Tuesday, November 1, 2011

Yesterme, Yesteryou, Yesterday.

Falling asleep at a friends Birthday late Friday night, not because I was bored but because I had attended a couple of late night concerts and I don't bounce back like I used to, got me thinking about why I spend large sums on the past? Steve Winwood, Steely Dan and Stevie Wonder filled up my nostalgia quota, along with denting my bank balance for the month and they got me thinking what this generation will be nostalgic about in a couple of decades? Surely not the Kardashians or Paris Hilton? Maybe Maroon 5 but then their biggest hit at the moment is about a guy from the 60s, still doing his thing today. Will there be a boomer generation harking back to a simpler time?

Nostalgia still sells out concerts and entertainment venues and for those that lived through the cocaine days of the 70s and 80s they celebrate a time of simple joys. Nostalgia sells to many remembering a simpler time, where airlines didn't just stop flying unless the pilots decided not to fly, where you carefully scripted your thoughts before putting them on paper, where you picked up the phone and where change happened over years not minutes. "It's about trying to go back to a time when things were different," says David Sprott, an associate professor of marketing at Washington State University and the author of several studies on the topic. "When things are uncertain in the present time, looking backward is a comforting thing for people to do."

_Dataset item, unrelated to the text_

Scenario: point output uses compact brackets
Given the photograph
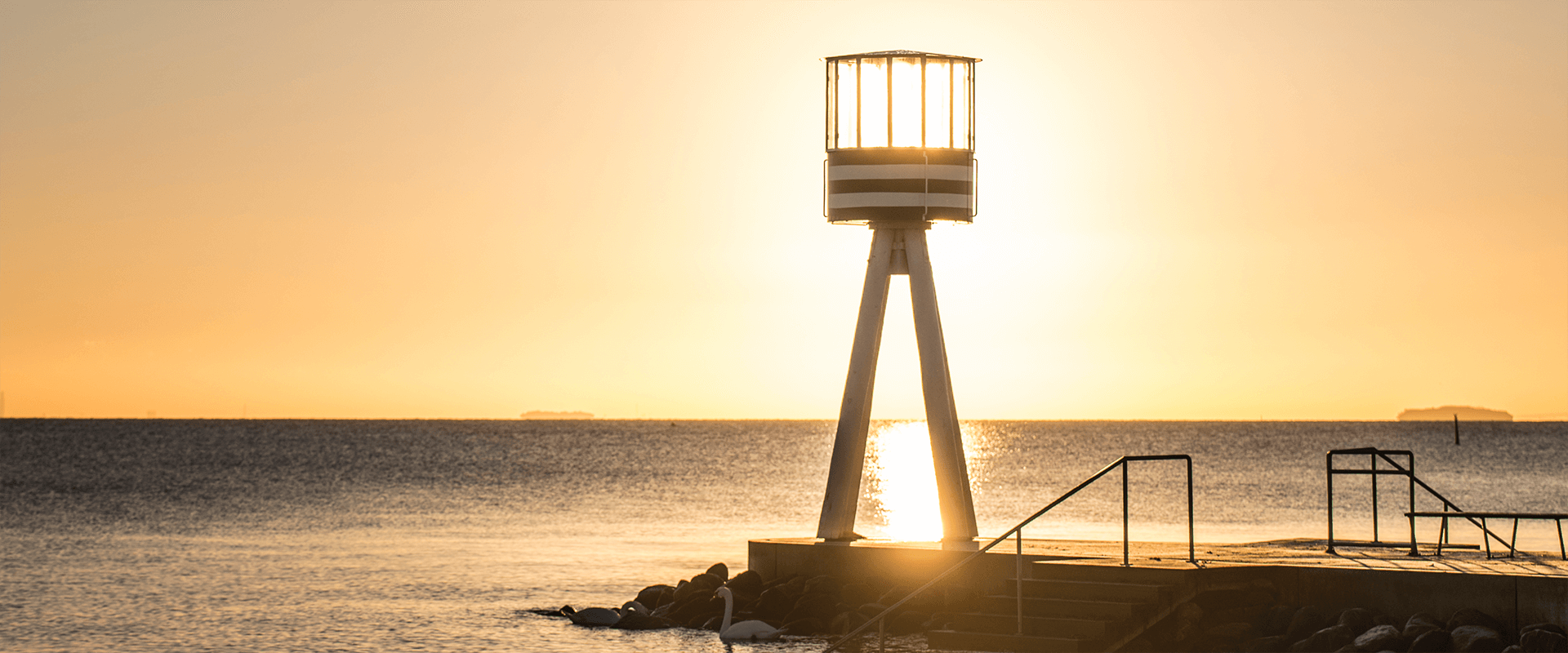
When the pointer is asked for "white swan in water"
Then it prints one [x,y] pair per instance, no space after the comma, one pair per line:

So with change being the only constant today, albeit at rapid speed, what will people remember about the 2000s that they would be willing to pay a premium for? For nostalgia to sell, it has to have an emotional hook, and with today's convenience, instant media generation looking to the next best thing, what will fill their memory bank and empty their online bank? Will we be nostalgic about technology and the men who pioneered it? With technology the mainstay of our society, Steve Jobs will certainly have a slice of that memory bank and perhaps retro versions of the iPod and iPhone for sale in 20409 will remind people of the fun they had with the first tweet, the first time they filmed and down loaded their friend with underpants on his head or even the rush of having something published on the net.

By then the iPhone will have been implanted into your earlobe and you no longer have to type anything into systems and all you will hear around you will be chatter as people communicate with their equipment, which in turn communicates with everyone else. Maybe there will be nostalgic seminars on talking with people, television and radio along with anything we had to pay for, before the net went free. There will be giants of technology Jobs, Gates, Bezos, Page and Brin, Ellison and Zuckerberg, enshrined for the foresight and the legacy they left but will they engender nostalgia for a simpler time when everything seemed simple, even a phone call.

So as Stevie sings Yesterme, Yesteryou, Yesterday, the question remains, what are we building today that will stand the test of time, to be celebrated in decades to come?